Most of us are familiar with the direct energy salespeople who go door to door or run stalls in shopping centres and supermarkets. Almost 7 million households in the UK have taken out an energy plan with a direct energy salesperson, but research from the price comparison site uSwitch.com suggests that many people aren’t happy with the deal they get and that they may end up paying more, rather than less, for their energy as a result.
uSwitch found that less than a quarter of people who switch with direct energy salespeople (22%) believe they got a good deal, and of these, only 6% said that it significantly cut their bills. Over a third of those polled (37%) thought that energy salesmen didn’t give them enough information to make an informed decision and almost half (45%) didn’t like the fact that sellers only represent one energy supplier.
New rules from the energy regulator Ofgem to govern doorstep energy selling came into force in January 2010. They state that anyone who is sold a new energy plan on their doorstep, on the high street or in a shop must be given a written quote before the switch can be finalised.

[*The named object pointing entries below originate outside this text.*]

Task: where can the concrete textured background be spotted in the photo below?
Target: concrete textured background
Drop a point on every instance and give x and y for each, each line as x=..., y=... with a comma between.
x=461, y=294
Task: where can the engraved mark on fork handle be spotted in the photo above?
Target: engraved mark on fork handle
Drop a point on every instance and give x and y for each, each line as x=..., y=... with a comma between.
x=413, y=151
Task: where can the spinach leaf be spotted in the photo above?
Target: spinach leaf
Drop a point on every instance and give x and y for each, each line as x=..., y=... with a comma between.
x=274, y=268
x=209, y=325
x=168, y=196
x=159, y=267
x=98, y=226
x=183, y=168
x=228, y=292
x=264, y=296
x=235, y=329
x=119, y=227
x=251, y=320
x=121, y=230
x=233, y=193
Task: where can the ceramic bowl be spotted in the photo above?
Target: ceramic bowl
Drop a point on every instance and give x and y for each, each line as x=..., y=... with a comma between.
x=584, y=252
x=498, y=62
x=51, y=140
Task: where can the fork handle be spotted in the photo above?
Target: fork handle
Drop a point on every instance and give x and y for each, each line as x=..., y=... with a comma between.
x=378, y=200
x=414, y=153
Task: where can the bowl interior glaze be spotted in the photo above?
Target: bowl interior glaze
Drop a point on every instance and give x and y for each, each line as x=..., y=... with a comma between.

This change does offer you greater protection, but you still need to be wary. The written quote only means you have proof of the deal you were offered - it’s no guarantee that it’s the cheapest plan for you. What it does mean, however, is that you have written quote that you can take away and double-check to make sure it really is the best deal.
Use these top ten tips for doorstep energy switching to be sure you end up with an energy plan that’s right for you.
- Make sure you know which gas and electricity supplier the salesperson works for.
- Find out what type of plan you are being offered and be sure to ask about their online energy plans - they are often the cheapest.
- Before they tell you how much money you could save, the seller should ask:
- Who supplies your gas and electricity and what plan you are currently on.
- How you pay for your gas and electricity – e. g. prepayment meter, cash, cheque or direct debit.
- Where you live (a single plan from a supplier may have different prices depending which energy region your postcode falls into).
- What your energy consumption is, how much you spend each month or details about your property and the number of people that live there.
- Make sure they give you a full quote telling you what your new annual bill would be so that you can go away and compare energy prices.
- Are there any additional incentives, like shopping vouchers or reward points, and how much are they worth?
- Have these incentives been factored into the annual bill? (They shouldn’t be. )
- If the plan being offered is dual fuel (where you get both gas and electricity from the same supplier) and you’re paying by direct debit, have they included the discounts you should get?
- Does the plan have a standing charge?
- Is there a long-term contract and, if so, are there any exit penalties?
Make a note of the salesperson’s name and ID number – you can contact them if you decide you want to switch after double-checking that they really are offering you the cheapest deal, and you’ll also have a point of reference if there are any problems.